Frankly this situation sucks from my standpoint (although I fully understand why it is the way it is and agree w/ the __del__ limitation, even if I dislike said limitation)- developers are fallible thus trying to rely on them to always do something is suboptimal. Further, for some cases I’ve dealt with __del__ was the only sane option.

Getting to the point, people know that weakref finalization is the best alternative, but anyone who has tried it knows that you wind up having to do some nasty seperation of your finalizer (and the data it needs) from the object that you’re waiting for to die. In reality you wind up having to implement a solution per usage usually.
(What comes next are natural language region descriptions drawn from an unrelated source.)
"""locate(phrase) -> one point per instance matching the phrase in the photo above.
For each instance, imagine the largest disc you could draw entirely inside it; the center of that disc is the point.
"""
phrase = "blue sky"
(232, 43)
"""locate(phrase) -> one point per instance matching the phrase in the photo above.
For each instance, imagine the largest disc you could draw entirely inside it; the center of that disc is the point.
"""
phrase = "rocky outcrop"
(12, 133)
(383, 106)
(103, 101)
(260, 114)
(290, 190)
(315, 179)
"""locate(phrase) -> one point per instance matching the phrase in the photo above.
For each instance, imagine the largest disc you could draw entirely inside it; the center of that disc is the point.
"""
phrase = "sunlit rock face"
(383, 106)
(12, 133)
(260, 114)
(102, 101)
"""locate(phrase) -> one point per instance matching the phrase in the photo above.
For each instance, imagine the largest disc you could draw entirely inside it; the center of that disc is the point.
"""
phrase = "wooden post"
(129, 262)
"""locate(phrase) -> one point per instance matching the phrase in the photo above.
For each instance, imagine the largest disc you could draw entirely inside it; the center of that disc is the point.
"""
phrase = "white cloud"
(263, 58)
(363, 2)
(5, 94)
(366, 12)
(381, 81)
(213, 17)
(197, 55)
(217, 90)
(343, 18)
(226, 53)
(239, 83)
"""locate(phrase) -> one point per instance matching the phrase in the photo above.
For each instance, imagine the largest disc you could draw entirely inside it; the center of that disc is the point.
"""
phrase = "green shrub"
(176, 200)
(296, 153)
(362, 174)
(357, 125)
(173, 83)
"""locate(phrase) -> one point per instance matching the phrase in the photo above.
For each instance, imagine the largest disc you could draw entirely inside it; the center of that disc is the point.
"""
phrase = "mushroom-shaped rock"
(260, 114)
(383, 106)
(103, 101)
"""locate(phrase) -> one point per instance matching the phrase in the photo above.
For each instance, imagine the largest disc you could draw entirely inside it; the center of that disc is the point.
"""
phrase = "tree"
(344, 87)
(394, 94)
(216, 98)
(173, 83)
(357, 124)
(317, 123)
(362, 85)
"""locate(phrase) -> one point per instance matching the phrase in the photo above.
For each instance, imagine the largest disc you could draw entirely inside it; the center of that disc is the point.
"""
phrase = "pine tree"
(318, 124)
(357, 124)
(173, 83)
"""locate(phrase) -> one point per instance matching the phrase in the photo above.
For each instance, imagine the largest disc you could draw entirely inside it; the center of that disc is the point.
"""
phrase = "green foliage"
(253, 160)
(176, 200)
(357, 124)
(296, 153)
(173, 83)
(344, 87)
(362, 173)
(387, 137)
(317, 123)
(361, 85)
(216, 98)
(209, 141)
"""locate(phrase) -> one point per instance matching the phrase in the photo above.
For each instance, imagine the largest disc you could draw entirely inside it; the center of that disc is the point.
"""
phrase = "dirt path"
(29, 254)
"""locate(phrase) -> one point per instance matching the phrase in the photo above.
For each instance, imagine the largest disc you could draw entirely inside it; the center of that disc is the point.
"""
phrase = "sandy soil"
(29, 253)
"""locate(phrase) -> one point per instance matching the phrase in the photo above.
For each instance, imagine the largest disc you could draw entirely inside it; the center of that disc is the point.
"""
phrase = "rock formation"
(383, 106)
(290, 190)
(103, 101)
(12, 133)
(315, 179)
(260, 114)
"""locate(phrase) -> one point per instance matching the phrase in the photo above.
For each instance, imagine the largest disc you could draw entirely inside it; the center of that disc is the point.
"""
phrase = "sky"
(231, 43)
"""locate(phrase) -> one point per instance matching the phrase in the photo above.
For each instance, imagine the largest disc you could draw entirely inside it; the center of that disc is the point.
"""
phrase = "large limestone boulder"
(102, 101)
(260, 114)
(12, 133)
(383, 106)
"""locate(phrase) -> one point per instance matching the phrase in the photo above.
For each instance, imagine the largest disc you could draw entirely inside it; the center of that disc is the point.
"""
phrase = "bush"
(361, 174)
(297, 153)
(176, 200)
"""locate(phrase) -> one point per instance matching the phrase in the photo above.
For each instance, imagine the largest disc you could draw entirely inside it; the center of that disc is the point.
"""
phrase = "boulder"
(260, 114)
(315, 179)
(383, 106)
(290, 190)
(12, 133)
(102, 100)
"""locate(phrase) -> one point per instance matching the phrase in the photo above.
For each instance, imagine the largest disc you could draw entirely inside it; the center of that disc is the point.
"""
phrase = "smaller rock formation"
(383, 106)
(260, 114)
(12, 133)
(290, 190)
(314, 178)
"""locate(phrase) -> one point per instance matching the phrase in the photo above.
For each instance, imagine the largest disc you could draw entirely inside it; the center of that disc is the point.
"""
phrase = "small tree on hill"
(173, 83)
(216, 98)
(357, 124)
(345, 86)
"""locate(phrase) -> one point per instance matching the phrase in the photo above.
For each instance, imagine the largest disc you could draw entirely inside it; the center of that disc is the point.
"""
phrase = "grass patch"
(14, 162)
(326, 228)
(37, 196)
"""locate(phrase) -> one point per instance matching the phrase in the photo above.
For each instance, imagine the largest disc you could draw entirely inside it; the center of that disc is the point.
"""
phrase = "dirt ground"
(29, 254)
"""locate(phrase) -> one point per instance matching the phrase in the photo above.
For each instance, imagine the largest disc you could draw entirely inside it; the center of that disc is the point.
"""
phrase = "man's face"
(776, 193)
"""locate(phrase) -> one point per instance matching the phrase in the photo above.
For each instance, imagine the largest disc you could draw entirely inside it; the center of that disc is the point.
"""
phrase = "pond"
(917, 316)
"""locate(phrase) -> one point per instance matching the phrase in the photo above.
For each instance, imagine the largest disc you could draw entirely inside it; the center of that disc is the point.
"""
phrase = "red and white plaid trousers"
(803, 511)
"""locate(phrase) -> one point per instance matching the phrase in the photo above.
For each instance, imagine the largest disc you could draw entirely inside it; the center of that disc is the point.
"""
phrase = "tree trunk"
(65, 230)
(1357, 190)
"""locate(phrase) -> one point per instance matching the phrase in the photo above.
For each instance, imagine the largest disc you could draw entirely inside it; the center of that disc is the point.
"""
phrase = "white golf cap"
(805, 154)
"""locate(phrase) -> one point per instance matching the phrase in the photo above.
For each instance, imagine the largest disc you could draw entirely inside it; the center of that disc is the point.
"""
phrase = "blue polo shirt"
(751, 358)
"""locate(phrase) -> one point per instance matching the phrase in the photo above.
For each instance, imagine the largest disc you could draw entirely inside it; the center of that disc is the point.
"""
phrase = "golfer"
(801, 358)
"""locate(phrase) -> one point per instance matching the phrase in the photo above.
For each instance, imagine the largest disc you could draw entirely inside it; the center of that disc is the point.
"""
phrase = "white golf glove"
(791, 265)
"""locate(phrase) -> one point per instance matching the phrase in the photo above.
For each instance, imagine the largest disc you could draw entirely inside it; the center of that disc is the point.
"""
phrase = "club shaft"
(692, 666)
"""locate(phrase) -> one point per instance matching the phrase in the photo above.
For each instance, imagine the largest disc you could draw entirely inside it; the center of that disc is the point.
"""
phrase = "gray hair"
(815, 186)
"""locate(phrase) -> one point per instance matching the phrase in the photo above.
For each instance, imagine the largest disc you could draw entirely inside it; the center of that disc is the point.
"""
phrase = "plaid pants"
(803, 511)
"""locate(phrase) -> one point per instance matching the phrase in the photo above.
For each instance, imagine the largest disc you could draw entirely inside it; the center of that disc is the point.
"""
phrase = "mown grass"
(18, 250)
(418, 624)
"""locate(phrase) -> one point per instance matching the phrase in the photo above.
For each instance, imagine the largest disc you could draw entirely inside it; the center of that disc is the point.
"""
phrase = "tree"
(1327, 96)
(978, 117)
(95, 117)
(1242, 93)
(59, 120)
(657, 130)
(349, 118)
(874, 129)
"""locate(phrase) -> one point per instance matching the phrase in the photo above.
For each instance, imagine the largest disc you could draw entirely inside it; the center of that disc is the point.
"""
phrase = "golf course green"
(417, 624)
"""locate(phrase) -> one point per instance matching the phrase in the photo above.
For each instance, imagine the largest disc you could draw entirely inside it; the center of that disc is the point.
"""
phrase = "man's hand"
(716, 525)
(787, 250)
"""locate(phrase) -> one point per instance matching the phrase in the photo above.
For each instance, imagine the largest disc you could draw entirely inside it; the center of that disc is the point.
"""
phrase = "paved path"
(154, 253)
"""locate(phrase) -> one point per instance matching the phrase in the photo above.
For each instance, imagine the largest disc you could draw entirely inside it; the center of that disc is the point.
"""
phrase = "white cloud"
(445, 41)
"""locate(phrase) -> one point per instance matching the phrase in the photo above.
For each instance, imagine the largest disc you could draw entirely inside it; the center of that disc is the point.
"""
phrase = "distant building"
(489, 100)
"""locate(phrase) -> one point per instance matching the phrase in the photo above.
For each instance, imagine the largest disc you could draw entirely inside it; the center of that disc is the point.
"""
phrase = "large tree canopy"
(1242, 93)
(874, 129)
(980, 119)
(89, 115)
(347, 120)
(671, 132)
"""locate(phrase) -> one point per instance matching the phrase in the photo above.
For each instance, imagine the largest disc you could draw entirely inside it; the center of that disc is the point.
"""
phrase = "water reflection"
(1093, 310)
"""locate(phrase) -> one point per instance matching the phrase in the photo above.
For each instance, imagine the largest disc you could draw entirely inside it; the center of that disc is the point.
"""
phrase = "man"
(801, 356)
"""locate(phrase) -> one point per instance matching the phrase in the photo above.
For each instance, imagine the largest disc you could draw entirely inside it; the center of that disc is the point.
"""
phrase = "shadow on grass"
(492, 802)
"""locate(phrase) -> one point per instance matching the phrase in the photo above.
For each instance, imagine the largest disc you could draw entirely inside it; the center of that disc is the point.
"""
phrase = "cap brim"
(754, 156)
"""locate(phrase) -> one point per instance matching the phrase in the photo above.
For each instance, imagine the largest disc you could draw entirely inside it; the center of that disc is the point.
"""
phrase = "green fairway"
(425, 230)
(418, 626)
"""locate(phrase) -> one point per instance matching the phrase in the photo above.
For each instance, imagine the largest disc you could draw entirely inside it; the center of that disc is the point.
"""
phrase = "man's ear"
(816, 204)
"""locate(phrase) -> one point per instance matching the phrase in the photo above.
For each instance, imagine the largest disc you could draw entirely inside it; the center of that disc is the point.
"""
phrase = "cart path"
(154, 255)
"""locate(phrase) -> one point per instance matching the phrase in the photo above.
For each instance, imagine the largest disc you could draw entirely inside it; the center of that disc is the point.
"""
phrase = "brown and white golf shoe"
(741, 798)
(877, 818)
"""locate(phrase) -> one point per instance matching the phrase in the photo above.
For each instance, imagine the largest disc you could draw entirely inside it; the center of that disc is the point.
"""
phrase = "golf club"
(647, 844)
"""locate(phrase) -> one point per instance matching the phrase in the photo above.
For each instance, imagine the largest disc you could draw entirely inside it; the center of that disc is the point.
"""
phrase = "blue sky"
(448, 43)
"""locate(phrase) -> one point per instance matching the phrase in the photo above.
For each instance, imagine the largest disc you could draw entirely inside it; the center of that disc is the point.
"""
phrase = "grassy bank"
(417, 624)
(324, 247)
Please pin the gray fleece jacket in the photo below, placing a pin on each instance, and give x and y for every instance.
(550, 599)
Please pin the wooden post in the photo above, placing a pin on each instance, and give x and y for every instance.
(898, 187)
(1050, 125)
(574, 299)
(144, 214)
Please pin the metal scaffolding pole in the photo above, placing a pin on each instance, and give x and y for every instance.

The alternative is to tweak the class specifying the attributes that must be available to the finalizer- activate state has several such attempts. I find some faults with these attempts-

  • For the attempts that rely on binding a set of values to the finalizer, that’s a partial solution that can bite you in the ass if you ever inadvertantly replace that reference.
  • Said attempts also make it a serious pain in the ass if you’re deriving from such a class, and need to add one more attribute into what’s bound to the finalizer.
  • The next evolution of this is a class attribute listing what all must be bound in. Step in the right direction, but critically, it’s reliant on people maintaining it perfectly. People screw up, and if you have a complex finalizer pathway this can quickly prove to bite you in the ass.

In snakeoil, we’ve got a nasty bit of voodoo in snakeoil.obj that is designed for basically transparent proxying to another object. This includes slot methods (which most implementations miss), lieing about class to isinstance, and a whole bunch of other things that I’m reasonably sure people will hate me for. Either way, the sucker works, and at least for native classes you have to go out of your way to spot it’s presence.

Leading into the point of this blog, snakeoil.weakrefs.WeakRefFinalizer. This metaclass works by rewriting the class slightly (primarily shifting it’s __del__ to a method named __finalizer__ to avoid the gc marking it as unbreakable if somehow cyclic), and abusing the proxy I’d mentioned.

The trick behind this is that when you create an instance of a target class, you’re not actually getting that instance- you get the proxy. The real instance is jammed into a strong ref mapping  hidden away on the class object itself.   The trick is that the weakref is created for the proxy– when the proxy falls out of memory, the weakref finalizer fires invoking the real instances __finalizer__ method.   Since that instance is still strongly ref’d, the original __del__ has access to all attributes of the instance- you don’t have to track what you want during finalization. After that’s invoked, it then wipes the classes strong reference to it- meaning the instance falls out of memory.

Basically, best I can tell in a fair bit of experimenting with this, you get __del__ w/out the gc issues, at the cost of a slightly increased attribute/method access, the inability to resurrect instances from deletion (by the time the __del__ fires, the proxy is dead- thus you can’t really resurrect it anywhere), and one caveat.

The caveat’s an annoyance I’ve not yet figured out how to address, nor frankly have I decided if it’s worth the time to do so- if you have a method that returns another method, you’re not returning the proxied method- you’re returning the real instances method. This means it’s possible for the proxy to be deleted from memory while a ref effectively exists, leading to an early finalization invocation. I’ve yet to see this in any real usage, but thought experiment wise, I know it’s possible.

Finally, I apologize to anyone who looks in obj. Read the docstrings, there is a very good reason it has some voodoo in it- it’s the only way I could come up with to ensure that the proxy behaved exactly like the proxied target, leading to the vm executing the same codepaths.